Chromosomal DNA of lactobacilli was isolated from 3 cm3 of an overnight culture using DNeasy Tissue Kit (Qiagen, Germany), according to the manufacturer’s protocol. For mub gene amplification, PCR primers MucB1-RVIf and MucB2-RVIr according to MacKenzie et al. [31] were used. Reaction mixtures contained 1 × Taq polymerase buffer, MgCl2 2.5 mM, dNTPs 200 µM, a Taq polymerase 1.5 U, 20 pM of each primer, 2 mm3 of template DNA (final volume 25 mm3; all reagents were purchased from Promega, Germany). Conditions of PCR were: predenaturation 94 °C/5 min, 35 cycles of denaturation 94 °C/30 s, annealing 55 °C/40 s, extension 72 °C/40 s; final extension 72 °C/7 min. PCR was carried out in Mastercycler personal (Eppendorf, Germany).

Obtained amplicons were separated on 1.5% agarose gels (Promega, Germany), stained with GoldView (SBS Genetech Co. Ltd., China) and visualized at λ = 254 nm. Sequence analysis of PCR products was performed by Geneton (Slovakia). The nucleotide sequences were processed in computer program Vector NTI 9.1 and compared with GenBank sequences (http://www.ncbi.nlm.nih.gov/BLAST). The nucleotide sequence of L. mucosae D was deposited in GenBank.

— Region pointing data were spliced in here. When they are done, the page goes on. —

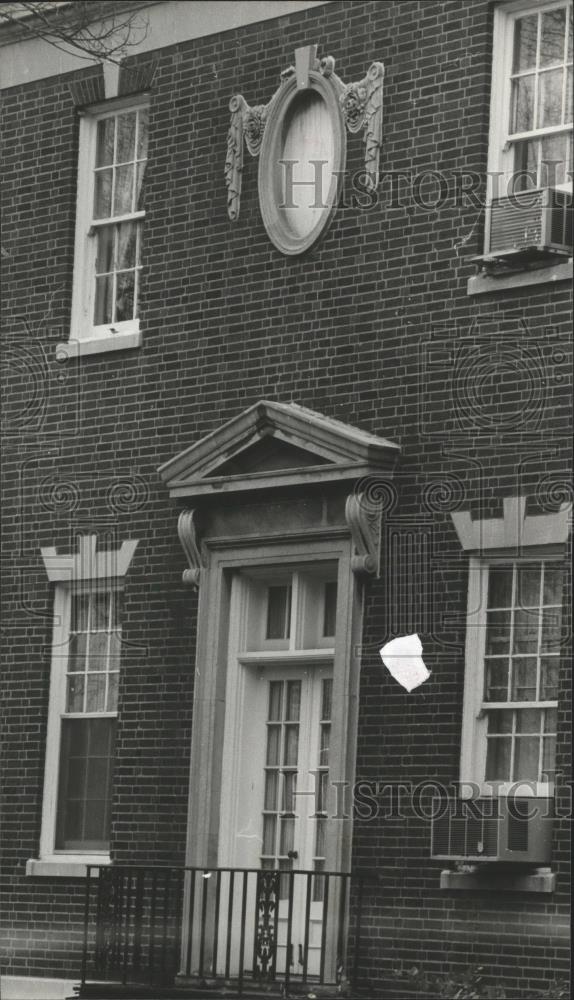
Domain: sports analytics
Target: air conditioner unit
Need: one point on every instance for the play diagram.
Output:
(533, 224)
(496, 829)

Enzymatic treatment of L. mucosae D

Bacterial cells of L. mucosae D (McFarland 0.5) were treated with proteolytic enzymes (trypsin (PAA, Austria), pronase E and proteinase K (both Merck KGaA, Germany) in final concentration 1 mg/cm3 for 1 h at 37 °C. After treatment, bacterial cells were washed twice by sterile PBS and the adherence assay (HeLa, Caco-2, L929 cell lines) was performed as described before. Values in each sample were compared with control (untreated L. mucosae D) by Student’s pair t test of the difference of two relative values and p values were expressed.

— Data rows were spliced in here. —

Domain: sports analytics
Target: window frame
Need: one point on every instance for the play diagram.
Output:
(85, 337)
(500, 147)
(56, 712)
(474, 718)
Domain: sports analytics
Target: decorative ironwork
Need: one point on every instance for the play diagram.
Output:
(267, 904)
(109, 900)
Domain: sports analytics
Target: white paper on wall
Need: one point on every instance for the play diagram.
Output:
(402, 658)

Scanning electron microscopy

An overnight culture of L. mucosae D in 2.25 × 106 CFU/cm3 in supplemented MEM medium was co-cultivated with HeLa cells 1 or 24 h. HeLa cells without lactobacilli in the 1st and 24th hour were used as a control. Cultivation conditions were the same as mentioned above. After that, cells were washed with sterile PBS twice to remove non-adherent cells and fixed with glutaraldehyde (3% v/w in phosphate buffer) for 1 and 3 h. Samples were dehydrated with 50 and 70% ethanol three times for 10 min with each. Coverslips were then air-dried, mounted on the stubs and coated with golden particles. Specimens were screened by JSM-6300 Scanning Microscope (Japan).